Teheran, eigentlich wollte ich nicht hier her kommen, so eine riesige Stadt. Gar nicht gemacht für Radfahrer, so besteht sie fast nur aus Autobahnen. Der Verkehr ist eine Katastrophe und die Smogbelastung ist nicht mehr messbar. Dennoch bin ich nun hier. Zum einen, da es zu kalt ist über die Berge weiter zu radeln, andererseits weil ich hier einen neuen Laptop aus Deutschland bekomme. Mein Bus erreicht Teheran abends um 19:00 Uhr. Die Radfahrt zu meiner Hostfamilie war um ehrlich zu sein, eine der Nervenaufreibendsten Kilometer meiner Tour. Schlimmster Verkehr und da die Stadt an Hanglage gebaut wurde auch einige Höhenmeter, die in dem Verkehr zwischen all den Autos nur schwer zu bewältigen sind.
Ich quartiere mich für eine Woche bei einer Familie ein, deren Kontakt ich aus Deutschland vermittelt bekam.
Direkt nördlich der Stadt ragen 5000 meter hohe Berge in den Himmel. Diese Berge sind durch den Smog nicht zu erkennen, obwohl sie nur ein paar Kilometer entfernt sind.

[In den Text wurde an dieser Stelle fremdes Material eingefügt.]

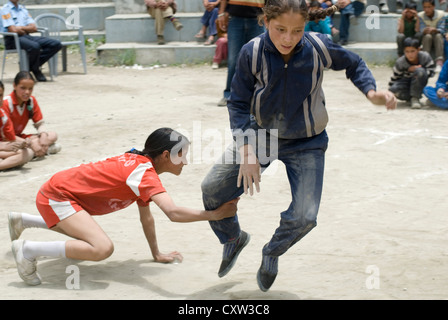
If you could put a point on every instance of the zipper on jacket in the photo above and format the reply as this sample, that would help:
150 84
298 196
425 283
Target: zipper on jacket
285 67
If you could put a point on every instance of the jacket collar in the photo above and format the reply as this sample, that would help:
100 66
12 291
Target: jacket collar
271 47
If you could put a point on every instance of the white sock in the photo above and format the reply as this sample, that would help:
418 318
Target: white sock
33 221
34 249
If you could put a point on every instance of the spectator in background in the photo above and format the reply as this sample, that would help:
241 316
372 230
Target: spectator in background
162 11
221 50
240 20
432 26
208 20
319 25
411 73
438 95
408 26
16 19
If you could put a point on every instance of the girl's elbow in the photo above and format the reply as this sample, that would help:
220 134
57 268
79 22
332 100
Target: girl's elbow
172 215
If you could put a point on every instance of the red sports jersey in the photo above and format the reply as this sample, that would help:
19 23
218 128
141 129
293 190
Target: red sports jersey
106 186
19 114
6 128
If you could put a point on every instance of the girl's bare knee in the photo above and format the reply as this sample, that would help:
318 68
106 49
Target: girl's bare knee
103 251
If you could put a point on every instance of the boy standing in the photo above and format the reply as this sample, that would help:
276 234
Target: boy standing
411 73
432 25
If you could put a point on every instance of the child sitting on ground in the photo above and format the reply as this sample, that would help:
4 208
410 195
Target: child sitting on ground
411 73
438 95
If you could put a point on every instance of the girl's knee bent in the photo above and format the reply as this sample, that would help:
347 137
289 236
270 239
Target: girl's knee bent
103 251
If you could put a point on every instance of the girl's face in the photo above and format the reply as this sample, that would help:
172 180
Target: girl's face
286 31
24 89
178 161
411 54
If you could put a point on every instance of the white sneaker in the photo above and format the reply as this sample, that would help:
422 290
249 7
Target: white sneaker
54 148
15 225
27 269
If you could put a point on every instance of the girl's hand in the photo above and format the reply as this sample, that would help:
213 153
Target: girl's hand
173 257
250 172
384 97
14 146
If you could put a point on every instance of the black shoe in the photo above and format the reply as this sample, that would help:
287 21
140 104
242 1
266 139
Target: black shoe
39 76
267 273
230 259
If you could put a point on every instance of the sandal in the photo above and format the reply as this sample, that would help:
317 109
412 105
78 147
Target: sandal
209 41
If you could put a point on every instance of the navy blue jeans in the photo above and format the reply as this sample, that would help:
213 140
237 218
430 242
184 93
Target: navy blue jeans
39 49
239 32
304 161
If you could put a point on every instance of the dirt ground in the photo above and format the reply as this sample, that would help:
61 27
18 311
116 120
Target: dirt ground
382 227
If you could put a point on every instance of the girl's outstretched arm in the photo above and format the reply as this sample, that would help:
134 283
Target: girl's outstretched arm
181 214
149 229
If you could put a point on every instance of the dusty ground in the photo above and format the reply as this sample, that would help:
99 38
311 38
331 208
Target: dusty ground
382 228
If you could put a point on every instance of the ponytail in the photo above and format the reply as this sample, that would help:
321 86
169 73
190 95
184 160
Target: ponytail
274 8
163 139
323 13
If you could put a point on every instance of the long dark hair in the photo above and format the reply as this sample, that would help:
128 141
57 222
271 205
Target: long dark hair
163 139
19 77
274 8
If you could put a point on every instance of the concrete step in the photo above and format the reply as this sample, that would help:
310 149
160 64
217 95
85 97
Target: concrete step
91 15
173 52
138 6
140 28
371 28
179 52
375 53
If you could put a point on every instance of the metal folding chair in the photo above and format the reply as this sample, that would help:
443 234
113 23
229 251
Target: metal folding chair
53 25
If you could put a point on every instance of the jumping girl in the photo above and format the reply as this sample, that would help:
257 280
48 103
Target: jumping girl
70 198
277 91
20 106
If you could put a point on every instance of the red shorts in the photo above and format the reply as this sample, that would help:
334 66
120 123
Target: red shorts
53 211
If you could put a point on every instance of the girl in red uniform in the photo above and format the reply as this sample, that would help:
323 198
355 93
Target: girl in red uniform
67 201
13 151
20 106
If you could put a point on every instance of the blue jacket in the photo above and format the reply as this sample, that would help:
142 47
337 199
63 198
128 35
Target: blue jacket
288 97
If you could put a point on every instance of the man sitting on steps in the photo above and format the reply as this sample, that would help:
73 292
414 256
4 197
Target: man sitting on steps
162 10
15 18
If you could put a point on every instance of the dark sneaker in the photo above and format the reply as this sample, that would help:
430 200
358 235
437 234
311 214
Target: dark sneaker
267 272
231 251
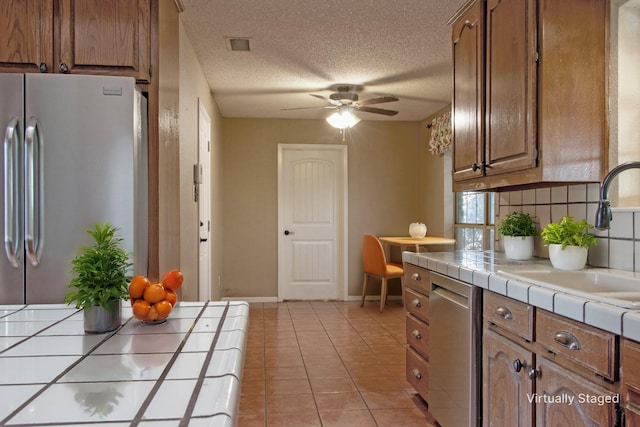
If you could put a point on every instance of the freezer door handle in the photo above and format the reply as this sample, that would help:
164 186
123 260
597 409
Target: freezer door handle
12 206
33 191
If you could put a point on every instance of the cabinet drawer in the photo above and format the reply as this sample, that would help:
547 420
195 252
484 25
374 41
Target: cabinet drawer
417 373
416 278
631 371
585 345
416 304
418 335
512 315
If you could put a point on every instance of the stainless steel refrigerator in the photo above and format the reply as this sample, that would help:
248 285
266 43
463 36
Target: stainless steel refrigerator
74 154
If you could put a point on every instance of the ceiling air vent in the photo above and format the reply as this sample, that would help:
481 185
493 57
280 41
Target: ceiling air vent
238 44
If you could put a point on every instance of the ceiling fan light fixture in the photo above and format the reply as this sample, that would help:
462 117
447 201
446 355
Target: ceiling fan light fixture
343 119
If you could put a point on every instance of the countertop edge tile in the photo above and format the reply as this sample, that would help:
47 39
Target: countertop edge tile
604 316
569 306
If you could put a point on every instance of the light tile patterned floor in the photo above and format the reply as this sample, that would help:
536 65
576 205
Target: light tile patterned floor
327 364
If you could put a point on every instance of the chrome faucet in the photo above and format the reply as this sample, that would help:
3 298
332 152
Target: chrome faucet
603 214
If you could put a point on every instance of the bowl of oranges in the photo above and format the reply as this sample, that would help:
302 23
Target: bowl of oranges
152 302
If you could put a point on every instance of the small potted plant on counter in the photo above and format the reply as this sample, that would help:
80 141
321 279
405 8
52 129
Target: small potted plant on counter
517 230
101 280
568 243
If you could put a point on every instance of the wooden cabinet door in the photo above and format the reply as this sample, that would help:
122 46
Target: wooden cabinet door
468 110
506 385
108 37
26 40
511 61
556 387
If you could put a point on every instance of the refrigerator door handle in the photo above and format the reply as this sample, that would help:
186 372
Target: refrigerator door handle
33 191
12 238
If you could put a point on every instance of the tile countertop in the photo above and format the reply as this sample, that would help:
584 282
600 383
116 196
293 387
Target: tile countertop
185 370
480 269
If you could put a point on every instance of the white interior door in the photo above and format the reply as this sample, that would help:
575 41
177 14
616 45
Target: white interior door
204 203
312 214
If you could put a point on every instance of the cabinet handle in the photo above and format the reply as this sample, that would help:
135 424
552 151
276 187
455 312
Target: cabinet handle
504 312
567 339
533 373
416 373
518 365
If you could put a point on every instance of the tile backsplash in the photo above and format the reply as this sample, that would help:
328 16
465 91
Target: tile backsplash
617 248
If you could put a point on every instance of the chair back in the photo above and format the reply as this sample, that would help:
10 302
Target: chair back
373 259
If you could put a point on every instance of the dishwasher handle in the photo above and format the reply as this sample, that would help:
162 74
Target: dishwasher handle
450 295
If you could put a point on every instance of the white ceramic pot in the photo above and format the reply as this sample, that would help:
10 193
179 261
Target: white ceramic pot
569 258
417 229
518 247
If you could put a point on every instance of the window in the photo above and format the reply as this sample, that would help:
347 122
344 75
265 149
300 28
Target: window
475 215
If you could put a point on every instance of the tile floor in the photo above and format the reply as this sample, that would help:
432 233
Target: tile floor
327 364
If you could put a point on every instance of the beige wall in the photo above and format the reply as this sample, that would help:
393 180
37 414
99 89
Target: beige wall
193 86
169 141
387 181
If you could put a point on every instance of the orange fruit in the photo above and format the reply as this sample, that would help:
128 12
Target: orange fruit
137 286
154 293
171 296
152 316
163 308
173 279
141 309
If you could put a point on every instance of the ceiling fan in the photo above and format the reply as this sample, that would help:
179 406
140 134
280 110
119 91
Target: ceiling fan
345 97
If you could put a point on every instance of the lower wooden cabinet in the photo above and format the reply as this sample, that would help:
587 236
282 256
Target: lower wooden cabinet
416 301
566 375
506 384
564 398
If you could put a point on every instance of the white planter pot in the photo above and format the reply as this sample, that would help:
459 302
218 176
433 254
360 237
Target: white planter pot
518 247
569 258
417 229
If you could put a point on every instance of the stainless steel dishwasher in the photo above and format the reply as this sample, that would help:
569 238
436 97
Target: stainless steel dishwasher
455 362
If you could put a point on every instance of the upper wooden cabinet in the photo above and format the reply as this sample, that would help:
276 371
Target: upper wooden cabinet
529 98
106 37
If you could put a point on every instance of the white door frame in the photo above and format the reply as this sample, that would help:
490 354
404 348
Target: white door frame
343 220
203 176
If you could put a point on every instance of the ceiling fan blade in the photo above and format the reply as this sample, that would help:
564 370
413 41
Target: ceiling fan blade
307 108
376 111
378 100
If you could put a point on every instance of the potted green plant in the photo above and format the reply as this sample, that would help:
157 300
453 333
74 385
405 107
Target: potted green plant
100 280
517 230
569 242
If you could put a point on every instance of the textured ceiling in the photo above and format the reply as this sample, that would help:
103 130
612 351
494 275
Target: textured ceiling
386 47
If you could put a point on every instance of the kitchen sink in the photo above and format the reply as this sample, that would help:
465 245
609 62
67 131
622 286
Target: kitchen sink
599 284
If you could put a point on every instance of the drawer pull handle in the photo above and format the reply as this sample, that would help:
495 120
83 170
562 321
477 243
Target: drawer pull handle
518 365
533 373
504 312
567 339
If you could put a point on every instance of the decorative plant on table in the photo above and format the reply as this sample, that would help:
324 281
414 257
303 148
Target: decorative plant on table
518 230
568 238
101 274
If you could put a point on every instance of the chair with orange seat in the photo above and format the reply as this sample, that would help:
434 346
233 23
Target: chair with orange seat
374 263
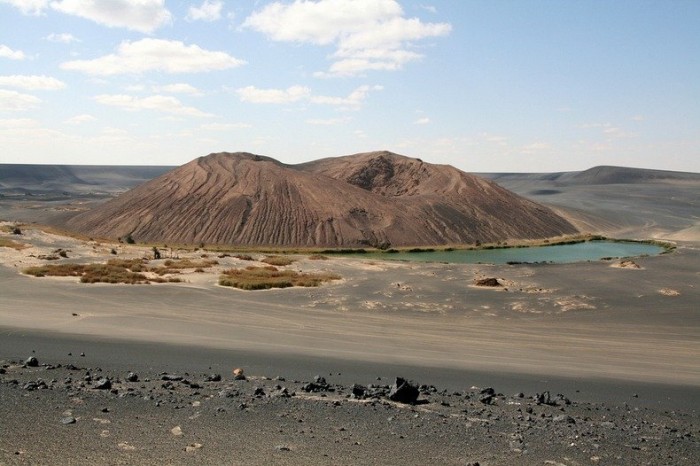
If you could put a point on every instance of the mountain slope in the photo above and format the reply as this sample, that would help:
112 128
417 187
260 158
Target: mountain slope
376 199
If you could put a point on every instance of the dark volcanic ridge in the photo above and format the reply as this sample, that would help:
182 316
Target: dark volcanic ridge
377 199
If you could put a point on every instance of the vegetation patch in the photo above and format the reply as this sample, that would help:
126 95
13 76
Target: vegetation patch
127 271
279 261
264 278
8 243
171 266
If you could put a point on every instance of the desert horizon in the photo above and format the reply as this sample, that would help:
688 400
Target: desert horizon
612 334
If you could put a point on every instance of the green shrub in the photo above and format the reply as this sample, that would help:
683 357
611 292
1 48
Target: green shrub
262 278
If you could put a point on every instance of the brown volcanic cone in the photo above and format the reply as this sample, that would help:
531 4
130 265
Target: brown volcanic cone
376 199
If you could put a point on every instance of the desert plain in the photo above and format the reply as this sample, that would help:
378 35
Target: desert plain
586 363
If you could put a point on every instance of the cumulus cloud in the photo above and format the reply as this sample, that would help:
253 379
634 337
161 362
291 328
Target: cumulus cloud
353 100
160 103
273 96
80 119
43 83
28 7
16 123
225 126
327 121
155 55
138 15
7 52
297 93
367 34
63 38
209 10
178 88
15 101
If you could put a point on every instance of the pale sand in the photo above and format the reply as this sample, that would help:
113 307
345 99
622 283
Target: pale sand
589 320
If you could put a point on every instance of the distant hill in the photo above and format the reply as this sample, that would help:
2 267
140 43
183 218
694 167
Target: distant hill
74 178
370 199
599 175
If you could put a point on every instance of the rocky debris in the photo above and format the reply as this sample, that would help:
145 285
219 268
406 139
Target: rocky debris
487 396
628 264
318 385
404 391
193 447
103 384
546 399
564 418
488 282
498 429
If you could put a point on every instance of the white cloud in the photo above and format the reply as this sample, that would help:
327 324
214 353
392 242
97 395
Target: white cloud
353 100
155 55
297 93
160 103
44 83
178 88
210 10
536 148
7 52
225 126
273 96
18 123
63 38
80 119
327 122
138 15
28 7
608 130
367 34
15 101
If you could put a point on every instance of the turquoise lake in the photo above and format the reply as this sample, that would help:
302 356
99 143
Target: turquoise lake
559 254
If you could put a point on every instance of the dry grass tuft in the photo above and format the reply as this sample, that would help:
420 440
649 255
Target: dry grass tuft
279 261
263 278
114 271
175 266
8 243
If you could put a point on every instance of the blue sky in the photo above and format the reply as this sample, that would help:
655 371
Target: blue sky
507 86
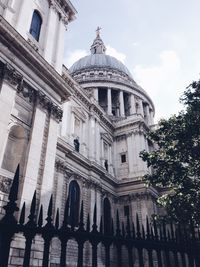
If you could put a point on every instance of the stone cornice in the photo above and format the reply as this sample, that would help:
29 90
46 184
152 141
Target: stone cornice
130 84
11 76
65 9
19 48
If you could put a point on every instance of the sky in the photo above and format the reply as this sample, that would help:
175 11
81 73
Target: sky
159 42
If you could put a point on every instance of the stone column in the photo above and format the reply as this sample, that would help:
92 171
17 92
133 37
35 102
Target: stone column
7 101
130 150
83 134
147 114
96 95
110 160
97 142
33 158
151 117
48 174
92 203
92 138
59 191
132 101
59 47
109 101
72 127
98 201
141 108
102 152
121 101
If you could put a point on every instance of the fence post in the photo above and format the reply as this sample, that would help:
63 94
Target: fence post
8 224
47 234
30 232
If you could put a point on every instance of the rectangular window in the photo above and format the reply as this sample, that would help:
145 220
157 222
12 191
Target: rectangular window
123 158
126 210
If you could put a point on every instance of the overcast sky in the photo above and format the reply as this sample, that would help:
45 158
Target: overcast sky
158 40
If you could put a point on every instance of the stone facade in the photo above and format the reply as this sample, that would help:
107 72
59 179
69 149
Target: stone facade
87 124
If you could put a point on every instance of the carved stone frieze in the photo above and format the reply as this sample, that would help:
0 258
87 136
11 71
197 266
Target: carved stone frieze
12 76
5 184
46 103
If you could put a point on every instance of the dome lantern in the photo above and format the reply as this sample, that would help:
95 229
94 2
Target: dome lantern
98 46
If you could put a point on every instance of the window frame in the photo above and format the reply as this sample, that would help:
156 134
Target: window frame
36 25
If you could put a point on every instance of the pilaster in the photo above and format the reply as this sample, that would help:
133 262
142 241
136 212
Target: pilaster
109 101
121 101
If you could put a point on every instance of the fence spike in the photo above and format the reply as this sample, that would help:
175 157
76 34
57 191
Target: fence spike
22 215
164 230
133 230
138 227
101 226
192 230
152 233
155 228
66 213
160 237
168 235
118 231
81 223
49 212
180 235
147 227
143 232
40 218
32 211
94 226
112 227
128 228
11 206
172 231
57 219
14 188
123 230
88 223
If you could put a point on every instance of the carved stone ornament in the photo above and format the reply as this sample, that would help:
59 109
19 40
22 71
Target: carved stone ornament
12 76
45 102
5 184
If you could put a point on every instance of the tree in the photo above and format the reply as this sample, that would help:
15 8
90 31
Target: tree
175 164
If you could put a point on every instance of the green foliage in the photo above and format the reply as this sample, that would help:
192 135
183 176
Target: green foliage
175 164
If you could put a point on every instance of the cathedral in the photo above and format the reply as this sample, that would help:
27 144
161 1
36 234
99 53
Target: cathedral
76 132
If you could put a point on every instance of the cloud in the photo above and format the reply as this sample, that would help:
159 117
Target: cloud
73 56
163 83
114 53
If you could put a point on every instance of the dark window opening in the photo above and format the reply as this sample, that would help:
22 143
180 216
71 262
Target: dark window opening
76 145
126 211
106 164
102 96
107 215
74 199
36 24
123 158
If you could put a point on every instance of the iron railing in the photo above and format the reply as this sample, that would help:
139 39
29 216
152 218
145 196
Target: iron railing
168 245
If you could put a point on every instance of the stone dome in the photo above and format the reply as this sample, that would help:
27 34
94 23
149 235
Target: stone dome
99 61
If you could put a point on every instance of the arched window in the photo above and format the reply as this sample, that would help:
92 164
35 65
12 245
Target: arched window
36 25
74 201
107 215
15 148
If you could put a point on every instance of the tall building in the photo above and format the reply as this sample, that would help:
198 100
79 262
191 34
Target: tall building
75 132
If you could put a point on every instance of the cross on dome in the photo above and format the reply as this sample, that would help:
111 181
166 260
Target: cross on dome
98 46
98 31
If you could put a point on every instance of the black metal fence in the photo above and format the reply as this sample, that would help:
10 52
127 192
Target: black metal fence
167 245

Die nächsten Tage verbringe ich mit neuen Freunden, die ich über Couchsurfing kennen gelernt habe. Azade und Moritz. Zwei Jugendliche aus Teheran, die super Deutsch sprechen können und als Übersetzer arbeiten. Wir schauen uns gemeinsam die Stadt an und laufen auf den Berg Tochal zur Mittelstation der Bergbahn. Teheraner mögen es am Wochenende oder an Feiertagen in die Nahe gelegenen Berge zu fahren um Wandern zu gehen. Entfliehen des Chaos in der Stadt und ein Ort fast ohne Regeln. Viele Mädchen laufen sogar ohne Kopftuch herum. Wo kein Kläger da kein Richtger. Ist ja keine Polizei dort oben. An dem Tag wo wir dort waren, war einer der vielen Iranischen Feiertage. Es sieht so aus, als wäre jede Woche irgendein anderer Feiertag. Immer wenn ein Heiliger aus dem Koran, dessen Eltern, Geschwister oder sonst ein Familienmitglied gestorben oder geboren ist, scheint es hier einen Feiertag zu geben. Dennoch hat fast alles, außer Behörden geöffnet. An unserem Tag war aber ein wichtigerer Tag und alle hatten frei und wenn alle Frei haben natürlich auch alle Mitarbeiter, die am Tochal Komplex arbeiten. Wenn alle Leute frei haben und Geld ausgeben wollen, haben im Freizeitareal alle Restaurants, Attraktionen und die Gondelbahn auf den Gipfel (Inkl. Skigebiet) geschlossen.
So bleibt den Leuten nichts anderes übrig als zu laufen.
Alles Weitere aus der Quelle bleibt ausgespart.